Mengingat kegigihan ibuku ini aku bangun dan mencoba mengetik di
komputer ini. Aku hanya bisa mengetik dengan jari tengah tangan kiri
karena akibat stroke tangan kananku sampai hari ini belum berfungsi.
Syukur alhamdulillah tangan kiriku masih bisa bergerak normal.
Apa yang akan kuketik ya?
Sekilas
aku terkenang cerita ibuku dua minggu sebelum ibuku meninggal. Kami
makan bersama waktu itu dan setelah selesai makan malam ibu mengatakan,
bahwa ibuku bermimpi ayahku datang dan menggendong ibuku dan dibawa
pergi, katanya.
Kemudian ibuku bercerita hari-hari keberangkatannya
ke Boven Digul. Sayang aku tidak sempat merekamnya tapi terekam dalam
ingatanku yang tak pernah terlupakan sampai hari ini.
Begini ceritanya.
Malam-malam
dinihari sekitar jam setengah dua, rumah ibuku di Candi Semarang,
diketuk oleh reserse polisi Ahmad dan Sanusi. "Zus, Zus, cepat bangun
sekarang juga kita berangkat." Kata reserse-reserse itu.,
"Ya, sebentar, saya berpakaian dan bersiap-siap dulu" jawab ibuku.

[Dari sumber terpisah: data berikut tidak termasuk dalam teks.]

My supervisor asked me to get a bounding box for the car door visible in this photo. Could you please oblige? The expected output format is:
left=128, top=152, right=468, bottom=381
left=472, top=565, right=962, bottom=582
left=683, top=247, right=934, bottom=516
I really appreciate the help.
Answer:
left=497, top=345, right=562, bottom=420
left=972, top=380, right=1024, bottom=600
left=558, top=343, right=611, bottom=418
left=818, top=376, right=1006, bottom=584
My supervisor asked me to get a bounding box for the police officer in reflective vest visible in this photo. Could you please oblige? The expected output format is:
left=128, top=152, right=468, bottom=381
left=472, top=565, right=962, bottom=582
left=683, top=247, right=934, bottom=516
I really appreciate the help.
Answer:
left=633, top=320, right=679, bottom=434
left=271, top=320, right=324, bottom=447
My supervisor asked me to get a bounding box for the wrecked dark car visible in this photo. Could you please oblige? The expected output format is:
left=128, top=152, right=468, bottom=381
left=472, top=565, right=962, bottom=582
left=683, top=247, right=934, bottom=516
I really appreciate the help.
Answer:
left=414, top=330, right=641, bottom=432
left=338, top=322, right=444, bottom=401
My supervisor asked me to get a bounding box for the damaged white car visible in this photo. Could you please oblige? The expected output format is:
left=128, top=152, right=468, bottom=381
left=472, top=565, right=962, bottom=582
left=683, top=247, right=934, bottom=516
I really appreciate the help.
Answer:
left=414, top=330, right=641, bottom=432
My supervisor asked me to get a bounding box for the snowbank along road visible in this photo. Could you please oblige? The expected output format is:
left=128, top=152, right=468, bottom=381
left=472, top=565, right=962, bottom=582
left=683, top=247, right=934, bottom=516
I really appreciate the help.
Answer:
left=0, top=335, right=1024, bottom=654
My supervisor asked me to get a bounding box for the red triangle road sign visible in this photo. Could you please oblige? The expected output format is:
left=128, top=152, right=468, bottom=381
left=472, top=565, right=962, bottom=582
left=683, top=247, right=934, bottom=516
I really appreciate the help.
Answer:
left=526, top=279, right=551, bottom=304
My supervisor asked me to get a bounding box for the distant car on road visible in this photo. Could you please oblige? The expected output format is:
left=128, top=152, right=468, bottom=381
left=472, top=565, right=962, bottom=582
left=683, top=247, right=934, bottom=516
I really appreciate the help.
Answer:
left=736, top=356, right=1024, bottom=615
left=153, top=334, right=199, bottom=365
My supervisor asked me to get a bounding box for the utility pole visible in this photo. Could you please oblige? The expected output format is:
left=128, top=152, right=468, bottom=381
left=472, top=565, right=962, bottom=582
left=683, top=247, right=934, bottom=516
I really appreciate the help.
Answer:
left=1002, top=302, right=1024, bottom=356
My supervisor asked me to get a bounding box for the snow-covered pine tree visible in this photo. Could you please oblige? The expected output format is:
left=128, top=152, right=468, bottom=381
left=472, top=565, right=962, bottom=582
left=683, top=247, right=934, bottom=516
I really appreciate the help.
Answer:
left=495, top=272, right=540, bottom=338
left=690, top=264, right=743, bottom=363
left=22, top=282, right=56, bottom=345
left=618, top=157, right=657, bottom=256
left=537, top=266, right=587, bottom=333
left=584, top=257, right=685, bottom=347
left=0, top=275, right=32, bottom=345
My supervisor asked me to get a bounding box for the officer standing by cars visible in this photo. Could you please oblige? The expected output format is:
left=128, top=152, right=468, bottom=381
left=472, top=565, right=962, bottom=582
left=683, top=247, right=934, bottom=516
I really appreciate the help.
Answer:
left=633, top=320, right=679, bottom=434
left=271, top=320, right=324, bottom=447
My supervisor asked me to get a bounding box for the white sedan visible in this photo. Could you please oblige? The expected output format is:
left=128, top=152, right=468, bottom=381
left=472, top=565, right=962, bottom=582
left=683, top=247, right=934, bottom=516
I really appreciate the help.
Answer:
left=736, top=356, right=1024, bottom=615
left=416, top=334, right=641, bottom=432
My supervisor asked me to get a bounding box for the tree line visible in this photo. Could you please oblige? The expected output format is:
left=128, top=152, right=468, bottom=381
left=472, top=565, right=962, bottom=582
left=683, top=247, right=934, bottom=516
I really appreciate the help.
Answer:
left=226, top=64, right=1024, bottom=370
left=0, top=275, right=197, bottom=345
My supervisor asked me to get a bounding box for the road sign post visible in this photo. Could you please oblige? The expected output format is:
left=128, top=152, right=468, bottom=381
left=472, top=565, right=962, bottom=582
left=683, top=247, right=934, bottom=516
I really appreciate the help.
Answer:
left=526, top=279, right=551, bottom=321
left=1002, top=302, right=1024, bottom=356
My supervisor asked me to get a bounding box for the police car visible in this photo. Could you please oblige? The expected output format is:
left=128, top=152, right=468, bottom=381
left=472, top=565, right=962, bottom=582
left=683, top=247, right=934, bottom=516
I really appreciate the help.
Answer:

"Cepat zus, kapalnya akan segera berangkat. Mas Ramidjo dan teman-temannya sudah naik di kapal." Kata reserse Sanusi.
Ibuku
dan ayahku adalah saudara sepupu. Ibu ayahku adalah adik kandung ayah
ibuku. Ayah ibuku namanya Kiyahi Hasan Wirogo dan ibu ayahku namanya
Nyi Rugiyah mereka adalah putra putri dari Kiyahi Hasan Prawiro yang
semasa hidupnya adalah pengikut setia Pangeran Diponegoro dalam
berperang melawan kompeni Belanda. Itulah sebabnya desa Grabag
Tunggulredjo disebut desa Grabag Mutihan, daerah yang dibebaskan dari
kewajiban membayar upeti.
Ibuku segera bersiap dan sambil
menggendong aku yang masih bayi merah membetulkan kainnya. Abangku
Darsono dituntun oleh reserse Sanusi tetapi karena terkantuk-kantuk
lalu digendong oleh reserse Sanusi sedang kakakku Darsini digendong
oleh reserse Ahmad. Ibuku berjalan cepat waktu itu. Sampai di rumah
tetangga yaitu rumah oom Djaetun ibuku mau mampir untuk mengambil
barang-barang keperluan termasuk pakaian yang dititipkan tapi
reserse-reserse itu mengatakan tidak ada waktu lagi dan nanti takut
ketinggalan kapal. Biarlah barang-barang itu akan dikirimkan kemudian.
Perjalanan dari Candi ke kantor polisi itu sangat jauh kata ibuku. Makan waktu kira-kira hampir dua jam.
"Dua
jam, menggendong aku yang masih bayi umur setahun? Sungguh berdosa aku
ini melelahkan ibuku, padahal kalau aku tidak lahir ke dunia ini tentu
aku tidak menambah beban penderitaan ibuku. Ya, memang kalau kita
berfikir dari sebab dan akibat mana ada persoalan yang selesai bukan.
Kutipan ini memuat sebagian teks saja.